“Oh, la! I asked you who he is.”
Rhoda hesitated, considering whether or not it would be prudent to let Charlotte know the identity of her father’s visitor. For there was much pro-southern sentiment in Hillside and, although John Brown was not yet an outlaw with a price on his head, he was detested and considered an active enemy by all friends of the South. Charlotte noted her pause and bent upon her a keen gaze. Apparently Rhoda did not want to tell her who he was and therefore it became at once an urgent necessity for her to find out. Rhoda felt those intent brown eyes studying her face and decided it would be better not to give her sister reason for suspecting any mystery.
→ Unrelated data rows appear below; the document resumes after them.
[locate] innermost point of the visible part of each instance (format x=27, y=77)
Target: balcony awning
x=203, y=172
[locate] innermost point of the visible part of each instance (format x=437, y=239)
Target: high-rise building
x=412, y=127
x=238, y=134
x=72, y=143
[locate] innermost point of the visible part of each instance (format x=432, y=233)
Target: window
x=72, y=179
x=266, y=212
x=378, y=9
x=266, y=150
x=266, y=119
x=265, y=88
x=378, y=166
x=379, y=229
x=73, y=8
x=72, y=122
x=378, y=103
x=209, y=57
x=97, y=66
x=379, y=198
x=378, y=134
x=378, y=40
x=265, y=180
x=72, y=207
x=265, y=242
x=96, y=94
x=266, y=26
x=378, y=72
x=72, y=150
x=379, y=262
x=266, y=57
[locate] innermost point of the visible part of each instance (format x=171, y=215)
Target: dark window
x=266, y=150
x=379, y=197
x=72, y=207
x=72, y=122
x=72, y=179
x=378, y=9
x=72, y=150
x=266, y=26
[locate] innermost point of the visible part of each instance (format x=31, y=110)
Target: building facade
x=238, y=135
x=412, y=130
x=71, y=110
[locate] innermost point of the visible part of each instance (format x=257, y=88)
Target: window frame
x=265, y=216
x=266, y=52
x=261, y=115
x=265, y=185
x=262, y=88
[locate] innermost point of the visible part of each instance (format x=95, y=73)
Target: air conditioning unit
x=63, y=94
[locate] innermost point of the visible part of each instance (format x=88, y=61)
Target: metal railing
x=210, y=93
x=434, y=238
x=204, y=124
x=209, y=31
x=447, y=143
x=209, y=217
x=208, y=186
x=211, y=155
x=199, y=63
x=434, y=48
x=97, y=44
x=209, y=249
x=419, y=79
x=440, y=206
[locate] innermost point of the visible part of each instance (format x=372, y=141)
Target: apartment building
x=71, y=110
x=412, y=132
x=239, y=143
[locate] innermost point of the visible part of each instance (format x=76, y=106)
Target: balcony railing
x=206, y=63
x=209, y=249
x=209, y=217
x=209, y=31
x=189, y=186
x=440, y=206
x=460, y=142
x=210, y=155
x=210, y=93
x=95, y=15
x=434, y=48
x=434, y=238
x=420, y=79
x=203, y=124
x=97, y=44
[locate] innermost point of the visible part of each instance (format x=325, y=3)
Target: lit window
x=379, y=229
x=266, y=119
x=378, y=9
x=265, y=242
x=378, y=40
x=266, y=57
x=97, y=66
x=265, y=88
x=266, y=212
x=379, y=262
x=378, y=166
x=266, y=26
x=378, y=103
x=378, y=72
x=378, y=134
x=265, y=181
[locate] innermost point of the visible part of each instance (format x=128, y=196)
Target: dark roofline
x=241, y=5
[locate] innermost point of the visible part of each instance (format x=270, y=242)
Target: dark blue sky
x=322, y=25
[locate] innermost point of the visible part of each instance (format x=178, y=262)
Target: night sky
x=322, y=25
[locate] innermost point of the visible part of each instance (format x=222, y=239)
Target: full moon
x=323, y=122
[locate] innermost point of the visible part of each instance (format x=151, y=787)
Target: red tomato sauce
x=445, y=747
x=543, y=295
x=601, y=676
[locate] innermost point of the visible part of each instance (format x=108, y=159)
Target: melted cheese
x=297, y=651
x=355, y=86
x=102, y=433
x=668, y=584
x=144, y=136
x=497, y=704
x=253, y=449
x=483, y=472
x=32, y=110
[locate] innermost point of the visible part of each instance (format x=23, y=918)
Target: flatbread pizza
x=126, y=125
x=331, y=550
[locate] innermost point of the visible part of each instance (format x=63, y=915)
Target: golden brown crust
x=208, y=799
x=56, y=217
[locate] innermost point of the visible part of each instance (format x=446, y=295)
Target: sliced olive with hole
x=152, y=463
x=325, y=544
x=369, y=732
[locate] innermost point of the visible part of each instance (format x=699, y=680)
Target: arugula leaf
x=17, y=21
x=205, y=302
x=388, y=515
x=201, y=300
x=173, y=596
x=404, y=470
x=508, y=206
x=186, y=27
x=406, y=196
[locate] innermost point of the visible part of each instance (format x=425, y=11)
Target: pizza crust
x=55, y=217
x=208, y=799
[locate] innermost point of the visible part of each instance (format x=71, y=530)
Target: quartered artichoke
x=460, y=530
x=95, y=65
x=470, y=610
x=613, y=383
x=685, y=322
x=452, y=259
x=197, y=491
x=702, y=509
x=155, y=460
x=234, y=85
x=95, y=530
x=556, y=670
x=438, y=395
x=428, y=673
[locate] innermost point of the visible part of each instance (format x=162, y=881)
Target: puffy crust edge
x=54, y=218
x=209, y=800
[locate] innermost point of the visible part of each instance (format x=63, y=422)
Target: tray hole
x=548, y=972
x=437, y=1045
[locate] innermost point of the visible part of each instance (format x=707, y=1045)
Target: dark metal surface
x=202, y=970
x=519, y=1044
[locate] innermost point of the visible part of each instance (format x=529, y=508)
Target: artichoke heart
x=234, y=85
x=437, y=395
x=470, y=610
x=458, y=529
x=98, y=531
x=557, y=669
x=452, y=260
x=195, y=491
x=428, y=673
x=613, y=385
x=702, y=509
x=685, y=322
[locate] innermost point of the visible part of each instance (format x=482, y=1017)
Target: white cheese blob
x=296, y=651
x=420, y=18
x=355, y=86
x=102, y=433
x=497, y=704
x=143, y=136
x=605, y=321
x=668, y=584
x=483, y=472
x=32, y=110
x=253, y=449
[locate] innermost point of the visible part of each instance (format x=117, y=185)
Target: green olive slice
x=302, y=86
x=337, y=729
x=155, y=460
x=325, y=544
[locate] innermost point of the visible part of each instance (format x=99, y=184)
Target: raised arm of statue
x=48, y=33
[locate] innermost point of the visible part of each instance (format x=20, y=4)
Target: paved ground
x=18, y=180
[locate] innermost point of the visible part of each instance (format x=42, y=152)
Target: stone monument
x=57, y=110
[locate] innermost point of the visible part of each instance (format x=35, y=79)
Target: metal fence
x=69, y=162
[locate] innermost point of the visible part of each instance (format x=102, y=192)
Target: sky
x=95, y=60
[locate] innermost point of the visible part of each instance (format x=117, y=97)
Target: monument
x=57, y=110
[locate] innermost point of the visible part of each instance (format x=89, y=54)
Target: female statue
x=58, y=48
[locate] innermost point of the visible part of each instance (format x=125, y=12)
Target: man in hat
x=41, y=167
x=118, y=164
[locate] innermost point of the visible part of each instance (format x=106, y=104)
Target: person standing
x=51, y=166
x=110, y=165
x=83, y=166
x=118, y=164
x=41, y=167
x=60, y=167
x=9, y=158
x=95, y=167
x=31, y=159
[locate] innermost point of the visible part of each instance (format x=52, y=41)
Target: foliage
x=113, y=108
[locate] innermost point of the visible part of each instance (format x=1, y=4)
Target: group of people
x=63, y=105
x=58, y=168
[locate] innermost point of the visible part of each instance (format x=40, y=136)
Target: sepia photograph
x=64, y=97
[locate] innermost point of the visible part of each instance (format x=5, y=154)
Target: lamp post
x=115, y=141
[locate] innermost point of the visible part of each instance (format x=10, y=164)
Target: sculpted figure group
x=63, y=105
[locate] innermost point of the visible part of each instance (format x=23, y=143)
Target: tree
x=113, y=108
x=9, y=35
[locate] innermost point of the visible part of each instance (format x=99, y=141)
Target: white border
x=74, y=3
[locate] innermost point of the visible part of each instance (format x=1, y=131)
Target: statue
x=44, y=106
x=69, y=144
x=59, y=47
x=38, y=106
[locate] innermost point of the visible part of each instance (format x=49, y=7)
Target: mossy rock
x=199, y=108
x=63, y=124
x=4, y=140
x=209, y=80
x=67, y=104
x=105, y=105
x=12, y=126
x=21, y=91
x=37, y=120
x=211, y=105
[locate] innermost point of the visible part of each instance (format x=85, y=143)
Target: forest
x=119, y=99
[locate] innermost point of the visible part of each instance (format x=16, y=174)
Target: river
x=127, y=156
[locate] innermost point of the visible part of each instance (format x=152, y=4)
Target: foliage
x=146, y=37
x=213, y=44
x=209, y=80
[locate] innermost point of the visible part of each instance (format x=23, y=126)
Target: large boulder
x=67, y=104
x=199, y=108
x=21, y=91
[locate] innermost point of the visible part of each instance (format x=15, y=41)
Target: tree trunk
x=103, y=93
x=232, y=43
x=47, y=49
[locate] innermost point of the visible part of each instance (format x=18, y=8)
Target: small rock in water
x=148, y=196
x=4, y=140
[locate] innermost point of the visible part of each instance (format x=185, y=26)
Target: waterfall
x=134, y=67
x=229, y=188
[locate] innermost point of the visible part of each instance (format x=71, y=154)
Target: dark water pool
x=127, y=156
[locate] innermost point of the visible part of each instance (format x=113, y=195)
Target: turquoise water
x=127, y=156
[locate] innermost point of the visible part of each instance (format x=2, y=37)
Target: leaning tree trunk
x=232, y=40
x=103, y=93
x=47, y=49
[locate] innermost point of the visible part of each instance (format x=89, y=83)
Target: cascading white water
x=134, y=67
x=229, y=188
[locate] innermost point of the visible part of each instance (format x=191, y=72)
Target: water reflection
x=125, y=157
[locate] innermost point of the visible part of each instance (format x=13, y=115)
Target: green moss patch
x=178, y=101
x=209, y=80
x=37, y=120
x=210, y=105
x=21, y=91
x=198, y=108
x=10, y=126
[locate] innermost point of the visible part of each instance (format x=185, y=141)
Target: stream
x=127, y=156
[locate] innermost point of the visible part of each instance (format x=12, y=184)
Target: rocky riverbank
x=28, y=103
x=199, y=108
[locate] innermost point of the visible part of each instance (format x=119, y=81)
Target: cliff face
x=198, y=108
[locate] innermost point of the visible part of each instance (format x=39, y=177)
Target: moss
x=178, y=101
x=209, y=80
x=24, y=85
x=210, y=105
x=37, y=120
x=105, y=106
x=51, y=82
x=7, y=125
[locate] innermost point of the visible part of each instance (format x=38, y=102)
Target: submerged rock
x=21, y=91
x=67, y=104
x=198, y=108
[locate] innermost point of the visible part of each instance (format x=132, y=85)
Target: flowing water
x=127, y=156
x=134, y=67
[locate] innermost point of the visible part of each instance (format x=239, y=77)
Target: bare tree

“I suppose he’s some old nigger-stealer,” Charlotte was saying, still watching Rhoda’s expression, “and that’s why you think he’s such a noble character. Lloyd thinks, and so do I, that nigger-stealing ought to be punished by hanging.”
Rhoda smiled at her. “Would my little sister like to see me hanging from a limb of that maple tree yonder?”
“But you’d quit if you knew you were going to be hung for it.”
“No, I wouldn’t.”
Charlotte regarded her with wide eyes. In her secret heart she was beginning to feel not a little awe of this quiet elder sister upon whose countenance she sometimes surprised a look of exaltation. And therefore, to save her own sense of dignity, immensely increased by the prospect of her marriage, she had taken refuge in a patronizing manner.
“Of course you would,” she said, with a superior air and a toss of her pretty head. “You say that just to brave it out. Has old Mr. White-Beard come to help you make plans to get arrested again?”
“No. He wanted to see father.”
“Oh, well! Who is he? John Brown, or Horace Greeley, or Governor Chase? One of them is as bad as another and they’re all tarred with the same brush.”